As described above, when the DNA is administered as it is or with the polylysine alone, the DNA in the body is
Was very unstable and was not recovered from the blood.
However, the carrier of the present invention is formed by a polymer substance in which a hydrophilic polymer is bound to a polymer containing a residue having a positive charge in the physiological pH range, and the weight part of the gene to be carried is part by weight. The ratio to the value obtained by dividing the weight part of the polymer part having the positive charge in the polymer substance by the molecular weight of the residue is about 0.5, and the fragment is observed. Since the full length DNA was recovered after about 10 minutes at about 0.8 and after about 20 minutes in the complex with about 1, the carrier of the present invention shows that the carrier of the present invention is degraded by nucleolytic enzymes or phagocytic cells. It was shown that the gene can be protected from phagocytosis by the bacterium, and that the gene administered into the living body such as cells, tissues, or individuals can be stably carried in them.

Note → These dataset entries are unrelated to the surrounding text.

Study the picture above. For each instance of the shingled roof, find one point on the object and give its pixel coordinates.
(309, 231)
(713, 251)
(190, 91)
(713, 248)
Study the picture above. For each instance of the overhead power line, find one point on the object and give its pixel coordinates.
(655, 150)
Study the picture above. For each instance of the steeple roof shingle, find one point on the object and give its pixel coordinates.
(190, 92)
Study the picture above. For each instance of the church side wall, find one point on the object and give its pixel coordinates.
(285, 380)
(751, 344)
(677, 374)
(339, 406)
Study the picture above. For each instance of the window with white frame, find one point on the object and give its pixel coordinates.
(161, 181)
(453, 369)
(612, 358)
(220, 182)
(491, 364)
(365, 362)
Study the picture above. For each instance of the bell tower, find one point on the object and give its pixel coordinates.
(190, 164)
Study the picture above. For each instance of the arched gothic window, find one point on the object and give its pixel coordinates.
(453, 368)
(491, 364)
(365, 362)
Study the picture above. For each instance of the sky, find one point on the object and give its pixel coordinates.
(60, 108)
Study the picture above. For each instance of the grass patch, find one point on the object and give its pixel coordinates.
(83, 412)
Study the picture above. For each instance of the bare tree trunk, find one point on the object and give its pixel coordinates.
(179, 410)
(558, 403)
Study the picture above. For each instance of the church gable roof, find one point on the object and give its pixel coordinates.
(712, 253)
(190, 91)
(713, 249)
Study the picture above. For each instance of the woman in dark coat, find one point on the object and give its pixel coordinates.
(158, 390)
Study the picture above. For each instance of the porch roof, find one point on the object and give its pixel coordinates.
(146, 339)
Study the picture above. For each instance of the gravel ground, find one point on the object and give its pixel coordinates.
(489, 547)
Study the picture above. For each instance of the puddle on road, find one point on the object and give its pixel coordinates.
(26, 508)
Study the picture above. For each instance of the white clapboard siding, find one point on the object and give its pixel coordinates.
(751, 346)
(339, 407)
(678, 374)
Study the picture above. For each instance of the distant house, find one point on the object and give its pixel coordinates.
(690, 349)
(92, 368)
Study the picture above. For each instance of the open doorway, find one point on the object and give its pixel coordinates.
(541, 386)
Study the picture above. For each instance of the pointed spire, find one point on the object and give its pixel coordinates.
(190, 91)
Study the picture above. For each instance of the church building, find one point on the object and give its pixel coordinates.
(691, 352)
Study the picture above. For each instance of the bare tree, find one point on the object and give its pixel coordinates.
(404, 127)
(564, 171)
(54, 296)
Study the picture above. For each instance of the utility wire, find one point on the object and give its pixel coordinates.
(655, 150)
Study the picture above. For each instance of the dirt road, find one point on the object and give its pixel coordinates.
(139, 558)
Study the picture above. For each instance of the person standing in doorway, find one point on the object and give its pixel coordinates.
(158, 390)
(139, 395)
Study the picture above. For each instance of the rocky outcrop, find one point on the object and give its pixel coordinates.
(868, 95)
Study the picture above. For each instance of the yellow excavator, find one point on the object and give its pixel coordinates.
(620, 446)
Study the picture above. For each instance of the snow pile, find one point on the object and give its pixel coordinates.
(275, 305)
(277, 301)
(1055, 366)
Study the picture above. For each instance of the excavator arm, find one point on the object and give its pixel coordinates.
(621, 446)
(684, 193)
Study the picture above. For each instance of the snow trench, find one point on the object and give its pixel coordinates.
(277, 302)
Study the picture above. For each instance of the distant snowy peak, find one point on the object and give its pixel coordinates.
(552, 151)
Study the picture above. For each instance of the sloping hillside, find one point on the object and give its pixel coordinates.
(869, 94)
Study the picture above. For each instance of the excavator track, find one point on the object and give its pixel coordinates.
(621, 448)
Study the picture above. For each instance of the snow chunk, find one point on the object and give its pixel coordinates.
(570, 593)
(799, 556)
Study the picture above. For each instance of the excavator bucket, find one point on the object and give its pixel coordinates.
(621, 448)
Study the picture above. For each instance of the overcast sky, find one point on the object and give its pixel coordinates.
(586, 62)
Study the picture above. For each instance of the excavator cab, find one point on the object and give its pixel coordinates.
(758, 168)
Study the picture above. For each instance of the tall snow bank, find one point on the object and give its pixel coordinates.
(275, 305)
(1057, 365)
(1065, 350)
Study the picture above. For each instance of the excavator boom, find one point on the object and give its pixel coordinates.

[Brief description of drawings]

FIG. 1 is a diagram showing the in-vivo stability of a gene carried on the carrier for gene delivery of the present invention.

FIG. 2 is a diagram showing the in-vivo stability of a gene carried on the carrier for gene delivery of the present invention.

Claims (4)

[Claims] 1. A 300 parts by weight part of a gene formed by a polymer substance in which a hydrophilic polymer is bound to a polymer containing a residue having a positive charge in a physiological pH range and carried by the hydrophilic polymer.
The ratio of the value obtained by dividing the weight part of the polymer portion having the positive charge in the polymer substance by the molecular weight of the residue to
A carrier for gene delivery, characterized in that the macromolecular substance and the gene are combined at a ratio of 0.5 or more. 2. The carrier for gene delivery according to claim 1, wherein the polymer containing a residue having a positive charge in a physiological pH range in the molecule is a polyamino acid consisting of a basic amino acid. 3. The carrier for gene delivery according to claim 2, wherein the polyamino acid is polylysine. 4. The gene delivery carrier according to claim 1, wherein the hydrophilic polymer is polyethylene glycol.